The proposed new bill would also require resolutions to extend interswitching regulations, which allow smaller rail carriers to use a limited amount of a competing railway’s track, and deal with the maximum revenue entitlement (MRE).
Garneau announced his Transportation 2030 strategy in Montreal Nov. 3. The legislation will include a better definition of adequate service and improve access and timelines for Canada Transportation Act decisions, he said.
“We will continue to work with stakeholders to ensure there’s a proper balance in place — one that supports rail customers and delivers continued investments in the system,” Garneau said.
Saskatchewan agriculture minister Lyle Stewart said maintaining extended interswitching at 160 kilometres and retention of the MRE are critical to grain farmers.
Extended interswitching was one of the temporary measures introduced after the grain backlog of 2013-14.
“What they’ve announced today, albeit the devil can be in the details of the legislation, appears to be what the industry has asked for to prevent those kinds of problems from happening again,” Stewart said.
Stakeholders issued a flurry of statements immediately following the announcement.
Grain Growers of Canada vice-president Jeff Nielsen said that throughout consultations stakeholders stressed the need for a level playing field between shippers and railways.
“I urge the minister to ensure that the required legislation is passed and in place for the 2017-2018 crop year,” he said.
Rick White, chief executive officer of the Canadian Canola Growers Association, said reciprocal penalties would help modernize grain transportation.

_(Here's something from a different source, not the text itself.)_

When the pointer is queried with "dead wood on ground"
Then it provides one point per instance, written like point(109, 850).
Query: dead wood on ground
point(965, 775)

He said shippers have long been held to performance standards but railways have not.
“Incorporating reciprocal penalties into service level agreements has the potential to elevate the accountability in the supply chain to include the railways,” he said.
Canadian National Railway chief executive officer Luc Jobin said the railway is confident that the minister recognizes what the railways need, too.
“We need a supportive, predictable regulatory environment that encourages innovation and efficiency and takes an end-to-end view of the entire … supply chain,” he said in a written statement.
The Canadian Federation of Agriculture said the uncertainty surrounding the MRE is a concern.
The organization commended the government’s focus on service obligations but said updated MRE regulations are essential.
“Transportation costs represent a significant portion of western grain farmers’ expenses,” said president Ron Bonnett. “That’s why farm groups have been advocating for a full costing review, which would lead to an accurate and up-to-date MRE,” he said. “We are still waiting for the government to fulfill their promise to launch the costing review, as they had stated they would prior to the 2015 election.”
The bill will likely be introduced in March or April.
Garneau’s announcement also included a $10.1 billion investment in transportation infrastructure to improve trade corridors and promised to focus on information sharing “to support evidence-based decision making by government and all stakeholders.”
“We look forward to operating in an environment where evidence fuels the decision-making process,” said Pulse Canada president Lee Moats.